When Jacinda Ardern describes the state of our three waters, I wonder if she and I are living in the same country. Everywhere I go in New Zealand I drink water from taps and it has never hurt me. When I’ve called the council about a blocked drain or sewer, workmen have quickly arrived.
True, a bug got into an artesian bore in Havelock North a few years ago, and sewage bubbled on to Wellington streets last year. But we need to be wary of water engineers and other rent-seeking professionals who will exaggerate rare mishaps to get control of public funds.
That is exactly what is proposed in the “Three Waters, case for change” published online by the Department of Internal Affairs. All water supply and disposal would be removed from elected councils and put under the control of four multi-regional “independent entities”.
These would be run by boards appointed by an “independent selection panel” some of whom would be appointed in turn by a “regional representative group” comprising equal numbers from councils and mana whenua.
The dilution of democratic influence there is breathtaking even by modern standards of managerial detachment. The voters who have to pay for the services would be three steps removed from those setting their water rates.
Even at that distance, democratic representation would be shared 50-50 with mana whenua whose electoral credentials are not specified and whose interests would be unlikely to align with those who pay the bills.
Councils put up a united front against the proposals last year and the Government agreed to delay legislation until the end of February so that a working group that includes local bodies can review the accountability gap.
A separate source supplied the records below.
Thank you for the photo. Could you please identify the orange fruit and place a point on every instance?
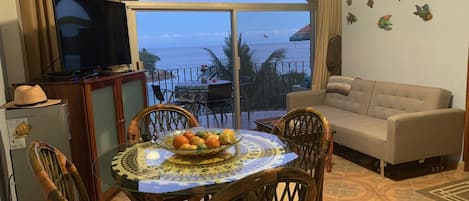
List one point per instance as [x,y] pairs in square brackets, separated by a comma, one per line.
[179,140]
[212,142]
[196,140]
[185,146]
[189,134]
They could start by giving councils a power that is presently proposed exclusively for mana whenua – to issue “statements” to which the Three Waters entity would be statutorily obliged to respond. That would seem more equal “co-governance” but would still be very weak.
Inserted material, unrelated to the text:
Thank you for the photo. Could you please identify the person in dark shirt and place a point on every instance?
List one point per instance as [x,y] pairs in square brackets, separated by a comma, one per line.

The whole point of Three Waters is to enable more money to be spent on water services than local bodies dare spend unless they can convince their ratepayers the expense is needed. The case for change states this quite clearly.
“Local authority service providers,” it says, “operate in a political environment in which investment decisions are made by elected representatives who have a duty to consider broader community interests and a constrained financial environment.” I’d have thought that was a good thing.
The would-be reformers cite a report from the Auditor-General: “Local authorities are not investing enough in three waters assets, indicating the assets could be deteriorating to an extent that they are unable to meet the levels of service that their communities expect.”
The key words there are “could be”. He was not sure. So the reformers consulted a Water Industry Commission for Scotland, which reckoned New Zealand needs to spend $125b-$185b over the next 30 years to meet higher drinking water and environmental standards and population growth.
That estimate is double to triple the current value ($54.6b) of our water assets. If you are wondering what gold-plated infrastructure reformers have in mind, their document doesn’t say. All we read is that Three Waters entities will produce plans and compliance reports for a new national water regulator called Taumata Arowai.
You’ve probably not heard of it, nor had I. It’s a creature of a Water Services Act passed late last year with no press coverage that I noticed.
Taumata Arowai will require water suppliers to write drinking water safety plans, water risk management plans, keep new records, list notifiable risks and hazards and “aesthetic” values for drinking water, seek authorisations and meet monitoring schedules …
“Complying with these new requirements,” warns the case for change, “is expected to require significant capital and operating expenditure by local authorities, including paying levies to Taumata Arowai for operation of the regulatory system.”
This is sneaky reform. Three Waters is designed to relieve smaller communities of the inordinate costs of compliance with an excessive regulatory regime already enacted in law. I doubt it will make beaches and rivers one jot cleaner than current regional council efforts can achieve.
All we stand to get is another fungal outgrowth of government, four super-regional agencies, each with floors of box-ticking bureaucrats making work for contractors, consultants, researchers and publicity staff to comfort you and me, the disenfranchised suckers paying for it.